La città dedica una via ad un’illustre sconosciuta dal nome inesprimibile

 

Ostiala Gallenia. E chi era? Per il momento si sa che è la titolare della nuova strada che conduce ad un unico luogo: il nuovo supermercato aperto al confine con la chiesa della Natività. Per il resto si tratta di un riuscito caso di toponomastica estrema, ovvero di un’epigrafe segnaletica dedicata ad un’illustre sconosciuta effigiata in una stele funeraria esposta ai Musei Civici e con un cognome, a quanto pare, venetico e molto famoso. O, se si preferisce, fumoso: “Gallenia” o “Galliena”, per Google non c’è differenza. Vedremo per le Poste.

Altro sembra non sapersi dell’esimia Defunta. Con la D maiuscola, visto che è l’unica in tutta la città a godere della citazione per esteso, sia pur con le iniziali minuscole: “via ostiala gallenia”, mica “via o. gallenia” come tutti gli altri comuni (im)mortali. A cominciare da un tale “p. sambin” dalla cui via, di altrettanto recente intitolazione, si dirama quella della Defunta. Se “p.” sta per “Paolo” potrebbe trattarsi dell’esimio studioso che molti padovani, e non, hanno conosciuto all’Università e col quale si sono laureati. Certamente un personaggio minore, dal curriculum troppo limitato rispetto a quello della Defunta per meritarsi il nome per intero.

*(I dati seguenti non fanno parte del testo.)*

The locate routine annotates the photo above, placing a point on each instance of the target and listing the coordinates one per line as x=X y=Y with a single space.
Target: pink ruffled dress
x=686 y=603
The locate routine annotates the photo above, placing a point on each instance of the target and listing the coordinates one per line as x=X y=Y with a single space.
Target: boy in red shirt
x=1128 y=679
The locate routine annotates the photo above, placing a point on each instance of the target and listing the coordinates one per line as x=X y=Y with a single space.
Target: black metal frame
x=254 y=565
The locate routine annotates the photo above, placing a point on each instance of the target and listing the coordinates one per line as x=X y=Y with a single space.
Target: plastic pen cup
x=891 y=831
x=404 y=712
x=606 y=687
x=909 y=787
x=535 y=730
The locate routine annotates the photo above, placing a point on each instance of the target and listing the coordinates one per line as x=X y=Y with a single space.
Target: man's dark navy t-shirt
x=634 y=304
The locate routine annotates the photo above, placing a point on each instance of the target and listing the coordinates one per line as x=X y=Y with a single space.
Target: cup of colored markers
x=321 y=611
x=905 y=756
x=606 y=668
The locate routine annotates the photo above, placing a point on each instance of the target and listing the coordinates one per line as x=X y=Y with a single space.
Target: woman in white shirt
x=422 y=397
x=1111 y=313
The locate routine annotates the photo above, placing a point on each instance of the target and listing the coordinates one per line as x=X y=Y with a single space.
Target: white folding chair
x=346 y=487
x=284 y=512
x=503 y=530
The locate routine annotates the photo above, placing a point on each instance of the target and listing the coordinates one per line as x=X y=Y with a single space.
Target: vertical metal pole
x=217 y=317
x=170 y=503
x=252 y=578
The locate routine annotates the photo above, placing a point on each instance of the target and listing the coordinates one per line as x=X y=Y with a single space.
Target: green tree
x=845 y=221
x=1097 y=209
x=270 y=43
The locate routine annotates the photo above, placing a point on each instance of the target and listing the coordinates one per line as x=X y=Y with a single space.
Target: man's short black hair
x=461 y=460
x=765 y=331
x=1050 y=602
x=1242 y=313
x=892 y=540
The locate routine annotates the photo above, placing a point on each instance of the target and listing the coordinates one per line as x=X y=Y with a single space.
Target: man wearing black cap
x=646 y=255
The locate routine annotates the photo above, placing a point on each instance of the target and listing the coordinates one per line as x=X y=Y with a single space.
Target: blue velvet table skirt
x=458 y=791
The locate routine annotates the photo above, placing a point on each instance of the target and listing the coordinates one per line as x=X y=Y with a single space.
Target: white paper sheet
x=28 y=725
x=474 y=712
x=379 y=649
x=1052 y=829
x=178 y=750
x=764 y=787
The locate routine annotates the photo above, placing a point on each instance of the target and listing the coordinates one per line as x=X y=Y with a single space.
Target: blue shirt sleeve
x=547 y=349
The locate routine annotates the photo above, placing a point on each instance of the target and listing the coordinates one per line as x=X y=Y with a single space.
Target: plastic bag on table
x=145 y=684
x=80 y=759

Ma torniamo alla Defunta. Uno sforzo immane, quello di determinarne l’intitolazione in quanto Padova non è certo ricca di personaggi degni di essere ricordati. Si tratta per esempio di Giorgio Diena, al quale giustamente non è intestato neppure un vicolo. D’altra parte era soltanto un imprenditore, partigiano, amico di concetto Marchesi, deportato, ebreo, torturato per i suoi rapporti con la Resistenza. Niente di che. Divenne proprietario della Zedapa, fondata dal padre Arturo e dallo Zuckerman (poi italianizzato in Zuccari) titolare dell’omonimo palazzo. La Zedapa ebbe oltre mille addetti negli anni Sessanta. Ma forse è meglio lasciare che di Diena se ne occupino imprenditori, partigiani e correligionari.

Se comunque vogliamo restare nella storia recente è assolutamente giusto che il Museo del Risorgimento, che ha sede al Piano Nobile del Caffè Pedrocchi, non venga intitolato al prof. Giuliano Lenci. Se è vero che il prof. Lenci lo ha, di fatto, fondato prodigandosi per realizzarlo, è però altrettanto vero che ben pochi sono gli altri suoi meriti: la sua grande volontà, la sua fede negli ideali che il Museo degnamente rappresenta, la sua autorevolezza di uomo di cultura.

Un altro caso è quello di Vittorio Fossombroni, autore assieme a Pietro Paleocapa dell’ottocentesco piano sulla sicurezza idraulica che porta il nome di entrambi e col quale tutti gli attuali tecnici continuano a misurarsi quando si tratta di prevenzione delle alluvioni. Ma siccome la colpa delle alluvioni si ritiene dovuta soltanto ai cambiamenti climatici, è giusto ridimensionare anche questo personaggio. Non merita proprio nessuna via.

Lo stesso vale per Gedeone Scotini, il progettista del Canale Scaricatore. Venne incarcerato dal governo austriaco e lo Scaricatore lo progettò stando in cella. Dedicare una via ad un detenuto hobbista creerebbe certamente ingestibili precedenti.

Ben venga quindi la Toponomastica Estrema. Visto il successo della Defunta siamo certi che il prossimo cui la Commissione Toponomastica del Comune di Padova si dedicherà sarà lo svedese Gustavo Adamo Baner. Anche perché la Defunta è ricordata soltanto in una minuscola stele, mentre il Baner è titolare di una statua a tutto corpo in Prato della Valle (dove c’è anche Galileo, tanto per capirci) e di un’altra statua al Bo (dove ha sede l’Università, tanto per continuare a capirci). Venne soprannominato “Dulle”, che in svedese significa sciocco perché, dopo aver ottenuto il governatorato dell’Ingria per i buoni uffici del padre presso il re di Svezia, non seppe far di meglio che mandarla in rovina. Pare che se il re non gli avesse tolto l’Ingria dalle mani alle svelte, non sarebbe rimasto il ricordo neppure della Svezia. Nemmeno nel nome di una via.